3.3 PREMISE: Other studies have linked sodium nitrite to liver cancer in laboratory animals.
3.4 PREMISE: In another study, an experimental and a control group are fed the same diet, except for .5 milligrams of
sodium nitrite given daily to each of the members of the experimental group. 40 percent of the experimental group
develop cancer, while only 38 percent of the control group develop cancer.
Exercise 8-3
Evaluate the causal reasoning in the following passages. If reasonable, suggest at least one experiment to test the
conclusion made in each argument (i.e., treat the conclusion as a hypothesis).

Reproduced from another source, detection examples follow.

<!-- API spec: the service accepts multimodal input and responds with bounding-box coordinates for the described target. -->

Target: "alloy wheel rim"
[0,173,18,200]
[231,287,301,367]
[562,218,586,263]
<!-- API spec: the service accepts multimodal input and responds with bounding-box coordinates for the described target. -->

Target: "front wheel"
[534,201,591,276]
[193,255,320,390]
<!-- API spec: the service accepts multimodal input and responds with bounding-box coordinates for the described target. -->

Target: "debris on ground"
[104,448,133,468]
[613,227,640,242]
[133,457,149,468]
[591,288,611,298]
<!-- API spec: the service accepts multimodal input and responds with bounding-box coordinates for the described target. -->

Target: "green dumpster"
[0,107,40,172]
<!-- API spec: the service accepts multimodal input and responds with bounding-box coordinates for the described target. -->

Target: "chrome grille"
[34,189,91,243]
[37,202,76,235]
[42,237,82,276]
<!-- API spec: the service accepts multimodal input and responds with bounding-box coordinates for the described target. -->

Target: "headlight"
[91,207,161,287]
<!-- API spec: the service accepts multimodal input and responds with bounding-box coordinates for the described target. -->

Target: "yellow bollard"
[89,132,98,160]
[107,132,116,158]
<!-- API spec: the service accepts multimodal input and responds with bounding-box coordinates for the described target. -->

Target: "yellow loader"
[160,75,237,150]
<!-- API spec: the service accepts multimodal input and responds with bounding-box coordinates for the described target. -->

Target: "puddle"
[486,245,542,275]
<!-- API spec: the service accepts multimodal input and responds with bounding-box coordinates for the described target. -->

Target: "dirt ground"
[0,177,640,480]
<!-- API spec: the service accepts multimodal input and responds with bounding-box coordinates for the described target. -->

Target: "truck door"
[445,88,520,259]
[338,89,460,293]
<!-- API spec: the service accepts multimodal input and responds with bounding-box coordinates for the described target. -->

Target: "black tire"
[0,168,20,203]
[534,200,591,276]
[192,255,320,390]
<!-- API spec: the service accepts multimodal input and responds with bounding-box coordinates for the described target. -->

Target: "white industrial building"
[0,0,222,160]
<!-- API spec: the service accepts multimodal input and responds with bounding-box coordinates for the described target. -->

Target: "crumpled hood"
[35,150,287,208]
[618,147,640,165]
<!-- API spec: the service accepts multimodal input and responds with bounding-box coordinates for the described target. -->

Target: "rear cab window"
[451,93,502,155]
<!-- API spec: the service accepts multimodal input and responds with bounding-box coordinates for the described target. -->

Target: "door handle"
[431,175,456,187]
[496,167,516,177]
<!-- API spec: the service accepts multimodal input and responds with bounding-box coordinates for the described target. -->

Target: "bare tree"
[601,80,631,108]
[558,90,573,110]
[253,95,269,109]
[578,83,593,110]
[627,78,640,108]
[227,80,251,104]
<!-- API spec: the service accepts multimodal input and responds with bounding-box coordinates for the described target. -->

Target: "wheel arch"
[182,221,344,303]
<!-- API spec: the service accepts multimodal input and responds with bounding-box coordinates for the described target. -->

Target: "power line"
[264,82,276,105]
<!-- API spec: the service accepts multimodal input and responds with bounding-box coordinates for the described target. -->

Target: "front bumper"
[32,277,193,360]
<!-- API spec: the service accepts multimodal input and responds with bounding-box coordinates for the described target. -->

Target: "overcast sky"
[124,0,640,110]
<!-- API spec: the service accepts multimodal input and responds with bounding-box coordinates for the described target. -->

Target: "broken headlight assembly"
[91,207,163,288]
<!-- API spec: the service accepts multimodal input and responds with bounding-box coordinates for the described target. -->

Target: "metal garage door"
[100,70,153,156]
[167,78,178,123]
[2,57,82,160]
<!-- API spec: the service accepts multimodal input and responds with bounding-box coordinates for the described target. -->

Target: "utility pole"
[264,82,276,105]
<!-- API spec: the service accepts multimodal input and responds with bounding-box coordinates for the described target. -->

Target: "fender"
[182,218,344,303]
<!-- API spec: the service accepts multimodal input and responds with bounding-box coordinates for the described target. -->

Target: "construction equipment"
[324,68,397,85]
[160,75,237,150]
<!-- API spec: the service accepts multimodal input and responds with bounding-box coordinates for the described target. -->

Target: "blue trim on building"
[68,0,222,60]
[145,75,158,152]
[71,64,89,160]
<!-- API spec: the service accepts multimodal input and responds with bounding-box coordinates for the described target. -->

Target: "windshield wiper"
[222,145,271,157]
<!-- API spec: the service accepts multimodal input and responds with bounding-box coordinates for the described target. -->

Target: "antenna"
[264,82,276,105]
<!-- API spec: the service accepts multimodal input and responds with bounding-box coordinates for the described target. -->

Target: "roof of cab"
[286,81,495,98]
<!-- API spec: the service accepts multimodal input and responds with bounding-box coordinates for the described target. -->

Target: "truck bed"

*1. I know Vanish-X Cream eliminates acne because last night I used some and today my skin is much clearer.
2. Leg cramps are caused by lack of calcium. I know because last year when I had leg cramps I started taking calcium
supplements and within two weeks my cramps were gone.
3. Friends, do you want to get rich like Brother Billy Bob? Just send a card with your contribution to the Reverend I. Am
Greedy like our listener Mrs. Goodfaith did. She writes, "Dear Brother Billy Bob: On the very day I sent you my check for
$100, I found a $1000 check that I had misplaced months ago." Praise the Lord!
4. In our neighborhood, a recent survey revealed that 75 percent of the men who had lost their jobs in the last year had quit
going to church before losing their jobs. That should prove to even the greatest skeptic that it does not pay to leave the
church.
5. I never shave before I pitch a ball game because the last time I shaved before a game, I gave up 14 runs in the first inning!
*6. It’s all those food additives that are causing the crazy criminal acts to increase. You check it out. There is a direct
correlation between the increase in the use of food additives and the increase in senseless crimes of violence.
7. The inflation rate went down after President Reagan took office, so his economic policies must have caused it.
8. Since Senator Rodda has been in office the crime rate has gone up 10 percent a year. It’s time to elect someone who will do
something positive about crime!
9. Andy, Beth, Carol, Dave, Edie and Frank had dinner together. All six developed violent stomach cramps within 30 minutes
of finishing their meal. The meal consisted of salad with vinegar and oil dressing, baked potatoes with sour cream and chives,
broccoli, broiled sirloin steak, and red wine. Edie is on a diet and refused the potato, but she put sour cream on her steak.
Andy and Beth don’t drink wine. Carol is a vegetarian. Dave and Frank hate broccoli. Therefore, the sour cream was a causal
factor in their stomach cramps.
*10. In the 18th century, millions of people died from smallpox. Edward Jenner, a country doctor of Gloucestershire, spent 20
years investigating the cause of small pox and trying to establish that inoculation with cowpox immunizes a person from
smallpox. Cowpox is a much milder disease than smallpox. Jenner heard from local folk that those infected with cowpox
never got smallpox. He documented about 20 cases of people infected with cowpox who, when inoculated with smallpox were
unaffected. It was well-known that others who were infected with smallpox were always affected unless they had already had
the disease. He concluded that cow-pox immunizes human beings against smallpox. See A History of the Sciences Stephen F.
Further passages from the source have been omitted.